Talvez por causa do mal uso dos temas, o enredo em geral do livro é um problema. A cada página a sinopse da parte de trás da edição brasileira parece mais e mais falsa, mas seria muito spoiler explicar o porque. Posso dizer apenas que a primeira metade do livro é basicamente insignificante e depois dela a história continua se arrastando em um ritmo torturante. Sempre que algo está próximo de acontecer parece que o livro foge desse possível clímax e volta para as infinitas narrações sobre Worlon, que eu acabei chamando de turismo no decorrer da minha leitura, ou para os pensamentos de Dirk.
Quando a pouca ação acontece ela é sim recompensadora, mas não o suficiente para compensar as outras partes. No último terço do livro a história finalmente começa a se mover e momentos de tensão real são construídos, mas a falta de empatia com Dirk me impediu de sentir qualquer coisa.
Positivamente, há diálogos muito interessantes e a questão do "nome" que muitas vezes aparece na narrativa. A cultura de Alto Kavalaan é diferente e interessante, assim como as mudanças que sua sociedade está passando, e também a única parte da criação de mundo que tenta ser mais clara o que faz com que os Jaan, Garse e o laço que eles têm sejam as melhores coisas do livro, mas estão fadados ao papel secundário.
No começo desse texto eu disse que meu objetivo com o livro era conhecer a escrita do Martin por meio de uma história completa e que esse objetivo foi apenas parcialmente concluído. O motivo de não ter sido completo é que essa história não está concluída. Como acontece no livro todo, mais uma vez uma fuga do clímax atrapalha o desenvolvimento e nesse caso a fuga é simplesmente o final do livro.

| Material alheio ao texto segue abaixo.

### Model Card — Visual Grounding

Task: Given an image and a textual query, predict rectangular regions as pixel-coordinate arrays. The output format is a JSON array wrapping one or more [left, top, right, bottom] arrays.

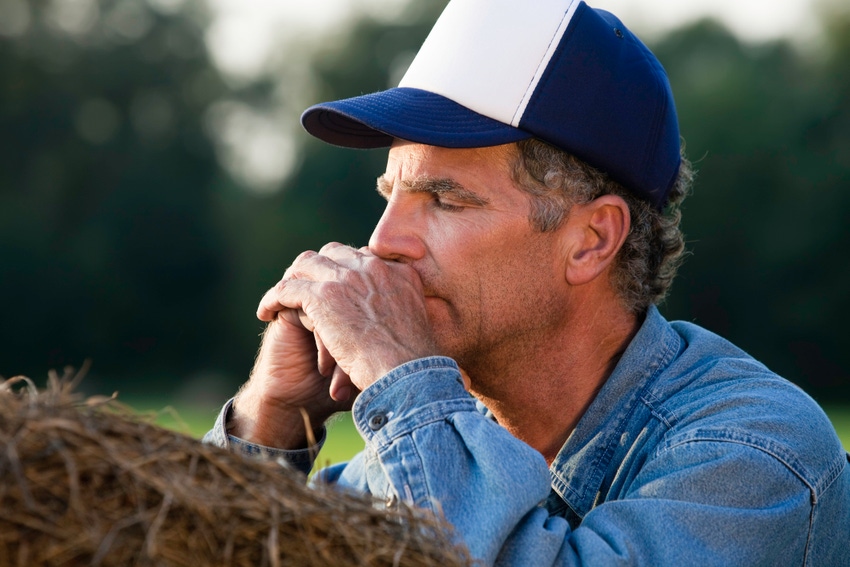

Existe uma diferença entre um final aberto à interpretações e a falta completa de uma conclusão. Em A Morte da Luz simplesmente não existe desfecho para nada, os únicos personagens que tem um destino são os que morrem. Esse é mais um ponto onde a sinopse no livro mente descaradamente, já que conceitos mencionados nela estão justamente nesse clímax que nunca chega. É como se o livro parasse em um capítulo qualquer e se era para fazer isso podia ter parado muito antes, talvez ainda no extremamente confuso prólogo.